Markovski: “Arriva Stipcevic, il giocatore che volevamo”

PESARO – “Io penso che la destinazione Pesaro è gradita al giocatore e siamo ancora in lieve vantaggio sui concorrenti. Un vantaggio che potrebbe diminuire, ma speriamo non sparire, anche se la concorrenza ha offerto di più. Ma oggi si saprà certamente se sarà sì o no, perché domani scadrà il termine ultimo per il tesseramento. E poiché Marques Green non avrà alcuna difficoltà a ottenere il visto dall’Ambasciata d’Italia a Zagabria, il suo arrivo a Milano è un sollievo per noi. Ora, se Milano, che pure ha molti più soldi di noi, ha preso Green, che potevamo prendere tre settimane fa, ma non gli garantivamo quanto richiesto, significa che al momento questo offre il mercato dei playmaker”.

Rok Stipčević (dal sito dell'Olimpia EA7 Emporio Armani Milano)

Con queste parole, Zare Markovski ha aperto la tradizionale conferenza stampa del giovedì. A fine conferenza, però, è arrivato l’atteso annuncio: Rok Stipčević è in viaggio verso Pesaro, dove l’attende un contratto da firmare (nel senso letterale della parola, perché le parti sono d’accordo su tutto), una squadra da conoscere, soprattutto da migliorare.

La conferma dell’arrivo del giocatore che fino a stamattina era dell’EA7 Emporio Armani Milano è giunta quando coach Zare Markovski e i soliti cinque giornalisti presenti erano ai saluti. Nella sala conferenze è entrato Massimo Tonucci, presidente del Consorzio Pesaro Basket, e si è capito che la trattativa era a una svolta.

“Chiedete a Ebeling…” ha commentato Tonucci. I giornalisti hanno girato la domanda al direttore sportivo, da ore in attesa di una risposta definitiva, diviso tra la consapevolezza del lavoro fatto e i timori per l’intromissione di Avellino e Biella. Ed è arrivata la risposta positiva, “ma non farà in tempo ad allenarsi con la sua nuova squadra” ha aggiunto Ebeling.

La palla è ritornata in mano a Markovski…

“Arriva un giocatore che deve darci leadership in un ruolo cruciale. Un aspetto importante è che Stipčević è esperto del nostro campionato. Dotato di ottimo tiro da fuori, capace di esercitare una buona pressione difensiva sulla palla… era il giocatore che volevamo da sempre. Lo volevamo a tal punto che per la paura non non prenderlo, abbiamo speso l’ultimo visto a disposizione…”. Nato a Maribor il 20 maggio 1966, da madre slovena e padre croato, ha la doppia nazionalità, ma ha vissuto sempre a Zara, con cui ha esordito a 17 nani nella serie A croata. Dalla Dalmazia al Cibona Zagabria, quindi a Varese e da inizio stagione a Milano, con cui aveva firmato un contratto annuale con opzione sul secondo. Rok – che secondo la scheda di Legabasket è alto 1,83 – ha fato parte di tutte le nazionali croate, dall’Under 16 alla Seniores con cui ha disputato i Mondiali 2010 in Turchia. Rok parla italiano perché a Zara viveva in un quartiere abitato da famiglie di origine italiana.
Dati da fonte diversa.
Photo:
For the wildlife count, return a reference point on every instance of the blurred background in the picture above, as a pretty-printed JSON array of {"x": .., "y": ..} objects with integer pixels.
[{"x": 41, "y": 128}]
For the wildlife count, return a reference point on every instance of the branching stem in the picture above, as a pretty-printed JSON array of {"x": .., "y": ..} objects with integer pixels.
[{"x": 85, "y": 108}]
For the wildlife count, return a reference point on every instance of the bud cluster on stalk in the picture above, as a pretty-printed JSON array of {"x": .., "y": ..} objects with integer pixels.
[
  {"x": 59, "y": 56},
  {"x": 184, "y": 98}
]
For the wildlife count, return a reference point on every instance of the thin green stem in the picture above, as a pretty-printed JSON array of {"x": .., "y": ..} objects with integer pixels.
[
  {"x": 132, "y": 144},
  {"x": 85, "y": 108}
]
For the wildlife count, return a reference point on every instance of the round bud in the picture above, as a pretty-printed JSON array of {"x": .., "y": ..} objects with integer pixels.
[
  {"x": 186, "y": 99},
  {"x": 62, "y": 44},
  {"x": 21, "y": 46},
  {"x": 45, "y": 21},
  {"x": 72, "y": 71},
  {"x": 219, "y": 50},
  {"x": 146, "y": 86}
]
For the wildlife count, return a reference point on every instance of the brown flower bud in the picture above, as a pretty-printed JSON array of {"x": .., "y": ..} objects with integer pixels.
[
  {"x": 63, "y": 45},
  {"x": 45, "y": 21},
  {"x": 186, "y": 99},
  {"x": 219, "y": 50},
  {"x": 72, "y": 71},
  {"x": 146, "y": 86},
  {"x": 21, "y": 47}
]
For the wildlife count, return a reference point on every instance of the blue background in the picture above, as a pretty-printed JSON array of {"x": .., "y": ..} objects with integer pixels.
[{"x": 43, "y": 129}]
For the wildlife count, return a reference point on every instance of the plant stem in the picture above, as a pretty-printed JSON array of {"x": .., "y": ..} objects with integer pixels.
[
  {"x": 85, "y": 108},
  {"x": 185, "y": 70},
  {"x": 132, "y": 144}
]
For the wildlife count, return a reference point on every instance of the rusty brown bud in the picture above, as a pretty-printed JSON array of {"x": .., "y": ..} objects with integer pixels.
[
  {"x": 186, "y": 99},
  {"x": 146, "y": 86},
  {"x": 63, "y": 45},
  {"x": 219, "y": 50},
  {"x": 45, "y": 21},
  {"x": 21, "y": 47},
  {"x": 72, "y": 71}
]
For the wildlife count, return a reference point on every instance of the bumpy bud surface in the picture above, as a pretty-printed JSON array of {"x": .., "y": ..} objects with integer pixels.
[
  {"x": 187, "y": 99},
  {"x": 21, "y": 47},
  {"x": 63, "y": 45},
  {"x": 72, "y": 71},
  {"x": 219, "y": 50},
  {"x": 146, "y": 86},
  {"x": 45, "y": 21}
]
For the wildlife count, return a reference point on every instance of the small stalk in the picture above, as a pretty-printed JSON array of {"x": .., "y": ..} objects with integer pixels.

Le sue statistiche nella stagione in corso: 12 partite giocate, mai in quintetto di partenza, 6,1 punti a gara con il 41,7% da 2, il 48,5% da 3 e l’83,3% ai liberi, 0,4 assist a partita.

Di lui esperti del basket italiano ed europeo ci hanno detto che è un discreto giocatore uscendo dalla panchina. Più tiratore che penetratore, ma pure non essendo molto alto ha velocità e rapidità abbastanza normali. Più guastatore che fine ragionatore, non ha alcun problema a prendersi i tiri che scottano. Soprattutto se sono dalla grande distanza.